While cake and Brexit were crucial on one side of the Brexit divide – helping the Conservatives consolidate Leave voters – the threat of Corbyn was decisive on the other side – helping the Conservatives to hold on to more moderate, middle class Remain voters with no love for the Johnson agenda. In 2019, Tory Remainers consistently and by large margins said they feared a Corbyn government more than a Johnson Brexit. Replacing Corbyn with the bland but unthreatening Keir Starmer has removed this “fear factor” that kept unhappy voters in the Conservative coalition for fear of worse. The results have been clear to see - as three Conservative governments have flounded in 2022, Labour’s standing in the polls has soared to heights not seen since the mid-1990s.
The last election was not just about the “red wall”
The Conservatives’ victory in seats which had backed Labour for generations, epitomised by the early gain of the North East former mining seat of Blyth Valley (Labour since 1931), was the headline story of election night three years ago. We have been hearing about the “red wall” ever since, as London based reporters head off on regular treks to shove microphones into pensioners’ faces on Northern highstreets, while pollsters and analysts offer up their thoughts on how the “red wall voter” might react to the latest soundbyte or policy initiative.
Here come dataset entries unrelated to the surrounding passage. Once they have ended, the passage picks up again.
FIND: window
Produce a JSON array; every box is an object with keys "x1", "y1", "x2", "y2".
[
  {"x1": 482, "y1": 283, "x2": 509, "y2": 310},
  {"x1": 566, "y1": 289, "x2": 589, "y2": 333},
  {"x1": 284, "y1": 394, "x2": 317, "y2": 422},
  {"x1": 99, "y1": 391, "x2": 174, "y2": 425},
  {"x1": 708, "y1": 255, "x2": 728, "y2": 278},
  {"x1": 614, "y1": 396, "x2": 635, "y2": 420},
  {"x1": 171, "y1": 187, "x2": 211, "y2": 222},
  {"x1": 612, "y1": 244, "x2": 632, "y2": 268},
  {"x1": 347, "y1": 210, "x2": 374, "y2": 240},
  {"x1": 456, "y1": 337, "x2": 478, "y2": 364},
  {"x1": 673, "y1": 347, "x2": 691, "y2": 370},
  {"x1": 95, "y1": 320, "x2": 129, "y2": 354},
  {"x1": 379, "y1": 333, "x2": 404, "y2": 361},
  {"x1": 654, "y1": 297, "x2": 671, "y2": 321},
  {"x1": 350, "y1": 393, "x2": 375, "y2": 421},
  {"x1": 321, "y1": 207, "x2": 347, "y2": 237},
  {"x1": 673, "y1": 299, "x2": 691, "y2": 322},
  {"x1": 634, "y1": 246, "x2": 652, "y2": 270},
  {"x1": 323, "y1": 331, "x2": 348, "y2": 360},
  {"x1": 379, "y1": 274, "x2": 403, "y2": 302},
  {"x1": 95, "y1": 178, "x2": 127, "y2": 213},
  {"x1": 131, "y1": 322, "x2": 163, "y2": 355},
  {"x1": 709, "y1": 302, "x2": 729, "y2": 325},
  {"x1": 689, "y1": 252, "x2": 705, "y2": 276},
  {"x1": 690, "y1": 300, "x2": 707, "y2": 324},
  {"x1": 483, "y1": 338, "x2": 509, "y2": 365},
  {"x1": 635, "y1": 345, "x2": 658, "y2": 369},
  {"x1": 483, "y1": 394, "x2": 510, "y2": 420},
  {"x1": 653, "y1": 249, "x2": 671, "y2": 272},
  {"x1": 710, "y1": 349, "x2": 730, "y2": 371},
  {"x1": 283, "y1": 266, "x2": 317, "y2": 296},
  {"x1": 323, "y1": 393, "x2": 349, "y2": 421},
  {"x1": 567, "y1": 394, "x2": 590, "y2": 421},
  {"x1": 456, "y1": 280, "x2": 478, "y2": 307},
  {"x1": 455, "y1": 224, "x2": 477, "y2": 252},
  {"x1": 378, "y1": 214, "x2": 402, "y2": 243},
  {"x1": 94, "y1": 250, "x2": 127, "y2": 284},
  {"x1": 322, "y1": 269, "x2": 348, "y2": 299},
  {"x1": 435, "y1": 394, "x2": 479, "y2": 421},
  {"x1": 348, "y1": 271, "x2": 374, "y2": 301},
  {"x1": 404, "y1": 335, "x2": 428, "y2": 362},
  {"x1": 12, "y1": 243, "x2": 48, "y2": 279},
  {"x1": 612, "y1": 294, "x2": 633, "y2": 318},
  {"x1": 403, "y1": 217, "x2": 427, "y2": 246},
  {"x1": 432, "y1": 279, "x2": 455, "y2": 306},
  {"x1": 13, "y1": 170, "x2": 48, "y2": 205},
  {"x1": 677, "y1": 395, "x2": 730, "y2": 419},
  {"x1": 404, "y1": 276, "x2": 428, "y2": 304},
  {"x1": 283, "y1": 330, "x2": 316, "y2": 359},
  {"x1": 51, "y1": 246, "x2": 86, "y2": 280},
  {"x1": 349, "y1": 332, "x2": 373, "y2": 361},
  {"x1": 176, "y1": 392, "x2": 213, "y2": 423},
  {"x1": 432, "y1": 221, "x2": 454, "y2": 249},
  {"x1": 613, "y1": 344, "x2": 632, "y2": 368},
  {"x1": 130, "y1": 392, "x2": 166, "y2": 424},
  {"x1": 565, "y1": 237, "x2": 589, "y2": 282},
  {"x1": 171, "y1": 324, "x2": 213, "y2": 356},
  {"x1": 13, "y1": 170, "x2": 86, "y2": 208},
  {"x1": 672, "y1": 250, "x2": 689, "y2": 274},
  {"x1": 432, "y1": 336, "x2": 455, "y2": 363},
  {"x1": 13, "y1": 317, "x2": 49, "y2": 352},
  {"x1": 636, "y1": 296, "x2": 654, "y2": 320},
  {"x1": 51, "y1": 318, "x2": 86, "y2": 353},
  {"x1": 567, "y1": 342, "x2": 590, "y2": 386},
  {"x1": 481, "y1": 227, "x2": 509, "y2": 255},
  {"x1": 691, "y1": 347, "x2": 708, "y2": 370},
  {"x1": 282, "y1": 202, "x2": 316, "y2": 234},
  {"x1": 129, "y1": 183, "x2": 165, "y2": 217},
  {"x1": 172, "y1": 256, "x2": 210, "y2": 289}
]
The red wall did matter. But it wasn’t the only thing that mattered. The 2019 election, like all elections, was fought and won on multiple fronts. Traditional marginals mattered. Stasis in Scotland mattered. The Liberal Democrats falling short, despite often huge swings, in the Home Counties mattered. All of these fronts will matter again next time. Gains in Glasgow or Milton Keynes will contribute just as much to a Labour return to office as gains in Grimsby or South Shields. The Conservatives, in particular, face challenges across widely different kinds of seats up and down the country. The red wall grabs all the attention, but it is just one small part of a big and complicated electoral map.
A lot is still up for grabs
People who devote hours a day to politics are not normal. For many voters, politics is a background hum, largely ignored away from elections. As we saw in 2017, initial impressions of party leaders formed in such circumstances are shallow and can change fast. The next election, like the 2017 election, will be fought by two leaders who have not previously taken their case to voters in an election campaign. That presents risks and opportunities for both – do not assume that the firm impressions of the highly engaged will be shared by voters seeing leaders with fresh eyes.
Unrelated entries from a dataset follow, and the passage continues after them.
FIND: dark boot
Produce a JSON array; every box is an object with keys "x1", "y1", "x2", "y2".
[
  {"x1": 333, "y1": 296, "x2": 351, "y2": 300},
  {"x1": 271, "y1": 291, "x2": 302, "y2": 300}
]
Every campaign is also a battle to define the choice facing voters. The Conservatives fell short in 2017 when Labour successfully reframed an election called over Brexit as a referendum on austerity, and prevailed in 2019 by pledging to reject austerity and endorse Brexit. Labour seem determined to keep Brexit off the ballot next time, despite growing public dissatisfaction with life outside the EU, but what replaces it as the centre of attention remains up for grabs. Two huge global crises have already rocked the nation and the world in the three years of this Parliament, and there is still a lot of time left on the clock.
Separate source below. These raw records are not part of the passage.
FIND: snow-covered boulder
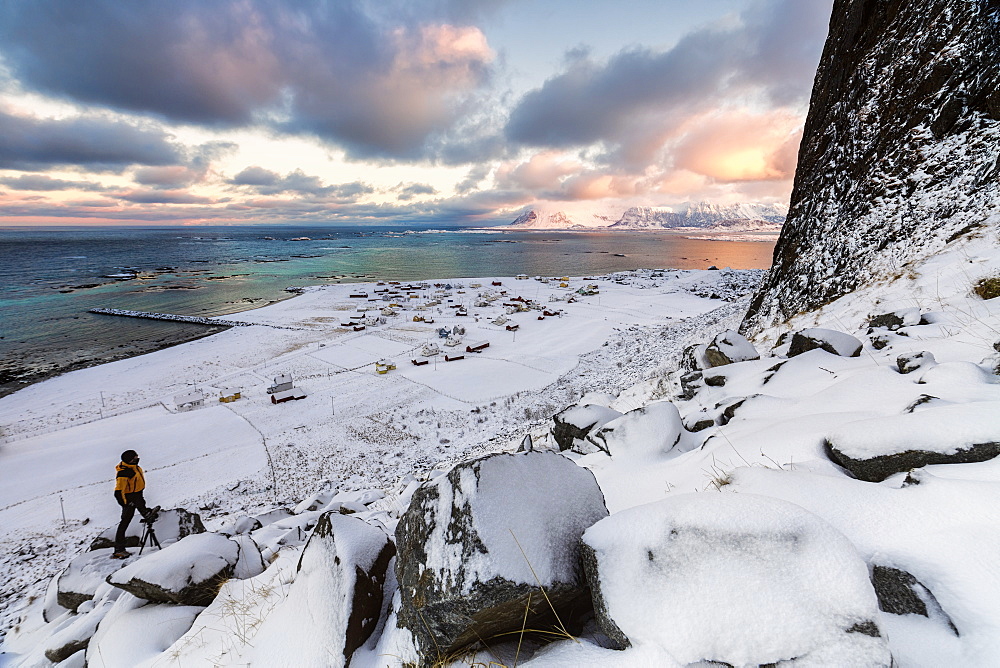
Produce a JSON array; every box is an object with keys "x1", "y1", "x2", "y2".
[
  {"x1": 394, "y1": 451, "x2": 608, "y2": 663},
  {"x1": 678, "y1": 370, "x2": 704, "y2": 400},
  {"x1": 871, "y1": 565, "x2": 957, "y2": 633},
  {"x1": 551, "y1": 403, "x2": 623, "y2": 451},
  {"x1": 867, "y1": 308, "x2": 921, "y2": 331},
  {"x1": 825, "y1": 402, "x2": 1000, "y2": 482},
  {"x1": 87, "y1": 602, "x2": 204, "y2": 668},
  {"x1": 89, "y1": 507, "x2": 206, "y2": 551},
  {"x1": 897, "y1": 350, "x2": 937, "y2": 374},
  {"x1": 577, "y1": 391, "x2": 617, "y2": 407},
  {"x1": 107, "y1": 533, "x2": 240, "y2": 606},
  {"x1": 704, "y1": 330, "x2": 760, "y2": 367},
  {"x1": 587, "y1": 401, "x2": 688, "y2": 459},
  {"x1": 42, "y1": 574, "x2": 67, "y2": 623},
  {"x1": 254, "y1": 507, "x2": 296, "y2": 526},
  {"x1": 680, "y1": 343, "x2": 711, "y2": 372},
  {"x1": 217, "y1": 514, "x2": 263, "y2": 536},
  {"x1": 250, "y1": 512, "x2": 394, "y2": 667},
  {"x1": 231, "y1": 534, "x2": 267, "y2": 579},
  {"x1": 55, "y1": 548, "x2": 132, "y2": 612},
  {"x1": 788, "y1": 328, "x2": 864, "y2": 358},
  {"x1": 42, "y1": 596, "x2": 115, "y2": 663},
  {"x1": 581, "y1": 493, "x2": 890, "y2": 665}
]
Whatever comes next, though, there are more voters in play than ever. Traditional partisan alignments have been fading for decades, and the Leave and Remain tribal attachments forged in 2016 may also be losing their hold with Brexit off the agenda. Two of the three most volatile elections in modern history have come in the past decade, with almost half of voters switching sides at least once between 2010-17. The past year has been a wild ride in the polls and in politics. There will be plenty more twists and turns to come between now and the next exit poll.